Towards an Understanding of Benign Overfitting in Neural Networks
This addresses the theoretical puzzle of benign overfitting for researchers in machine learning, providing foundational insights into generalization despite overfitting.
The paper investigates how neural networks can overfit to noisy training data yet still generalize well, focusing on two-layer ReLU networks in high dimensions. It shows that under mild conditions, the excess risk decays and can achieve near minimax-optimal learning rates, with risk increasing when parameters exceed O(n^2).

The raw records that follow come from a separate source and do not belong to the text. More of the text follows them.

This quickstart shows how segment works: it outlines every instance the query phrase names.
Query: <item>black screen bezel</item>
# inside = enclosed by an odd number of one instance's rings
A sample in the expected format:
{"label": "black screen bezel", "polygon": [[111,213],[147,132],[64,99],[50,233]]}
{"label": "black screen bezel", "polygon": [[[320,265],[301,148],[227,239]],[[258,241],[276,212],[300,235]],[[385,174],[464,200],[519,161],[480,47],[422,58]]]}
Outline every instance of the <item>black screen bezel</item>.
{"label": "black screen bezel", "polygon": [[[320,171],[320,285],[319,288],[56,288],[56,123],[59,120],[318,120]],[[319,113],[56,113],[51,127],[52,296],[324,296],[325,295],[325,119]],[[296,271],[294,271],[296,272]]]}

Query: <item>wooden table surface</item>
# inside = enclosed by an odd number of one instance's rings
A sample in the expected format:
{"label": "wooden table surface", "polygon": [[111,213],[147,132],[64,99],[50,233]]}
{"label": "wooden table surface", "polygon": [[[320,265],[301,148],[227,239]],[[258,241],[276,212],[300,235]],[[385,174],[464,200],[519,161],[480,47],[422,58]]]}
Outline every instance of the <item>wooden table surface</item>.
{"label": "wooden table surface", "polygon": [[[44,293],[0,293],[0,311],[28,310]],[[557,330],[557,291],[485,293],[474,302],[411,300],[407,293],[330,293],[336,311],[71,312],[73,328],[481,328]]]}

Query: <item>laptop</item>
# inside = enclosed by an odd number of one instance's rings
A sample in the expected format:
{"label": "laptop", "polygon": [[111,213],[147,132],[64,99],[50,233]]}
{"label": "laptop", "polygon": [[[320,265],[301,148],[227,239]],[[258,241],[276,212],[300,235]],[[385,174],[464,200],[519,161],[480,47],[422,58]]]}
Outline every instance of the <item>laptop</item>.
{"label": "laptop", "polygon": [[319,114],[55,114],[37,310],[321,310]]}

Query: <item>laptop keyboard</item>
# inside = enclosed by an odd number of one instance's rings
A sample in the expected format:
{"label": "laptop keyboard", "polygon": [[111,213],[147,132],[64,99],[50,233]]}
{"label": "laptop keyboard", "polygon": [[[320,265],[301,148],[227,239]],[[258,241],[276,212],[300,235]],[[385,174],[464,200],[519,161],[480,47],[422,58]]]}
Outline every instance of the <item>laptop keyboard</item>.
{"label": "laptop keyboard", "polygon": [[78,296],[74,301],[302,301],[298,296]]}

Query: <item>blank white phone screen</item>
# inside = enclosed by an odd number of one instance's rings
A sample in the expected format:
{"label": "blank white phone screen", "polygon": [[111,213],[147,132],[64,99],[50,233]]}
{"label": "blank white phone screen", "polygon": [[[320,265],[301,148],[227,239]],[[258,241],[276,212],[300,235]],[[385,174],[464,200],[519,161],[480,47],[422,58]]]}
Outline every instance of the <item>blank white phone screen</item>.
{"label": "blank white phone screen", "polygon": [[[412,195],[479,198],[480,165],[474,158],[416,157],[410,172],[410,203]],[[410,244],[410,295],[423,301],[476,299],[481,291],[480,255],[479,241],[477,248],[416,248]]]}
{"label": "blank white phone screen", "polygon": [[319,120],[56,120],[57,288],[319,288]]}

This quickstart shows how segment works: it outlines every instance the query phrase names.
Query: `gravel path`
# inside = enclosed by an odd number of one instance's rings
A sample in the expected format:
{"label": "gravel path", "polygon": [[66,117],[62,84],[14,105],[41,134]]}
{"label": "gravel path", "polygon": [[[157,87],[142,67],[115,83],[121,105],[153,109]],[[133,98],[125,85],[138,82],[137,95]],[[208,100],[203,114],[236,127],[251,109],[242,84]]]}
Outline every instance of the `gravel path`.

Modern machine learning models often employ a huge number of parameters and are typically optimized to have zero training loss; yet surprisingly, they possess near-optimal prediction performance, contradicting classical learning theory. We examine how these benign overfitting phenomena occur in a two-layer neural network setting where sample covariates are corrupted with noise. We address the high dimensional regime, where the data dimension $d$ grows with the number $n$ of data points. Our analysis combines an upper bound on the bias with matching upper and lower bounds on the variance of the interpolator (an estimator that interpolates the data). These results indicate that the excess learning risk of the interpolator decays under mild conditions. We further show that it is possible for the two-layer ReLU network interpolator to achieve a near minimax-optimal learning rate, which to our knowledge is the first generalization result for such networks. Finally, our theory predicts that the excess learning risk starts to increase once the number of parameters $s$ grows beyond $O(n^2)$, matching recent empirical findings.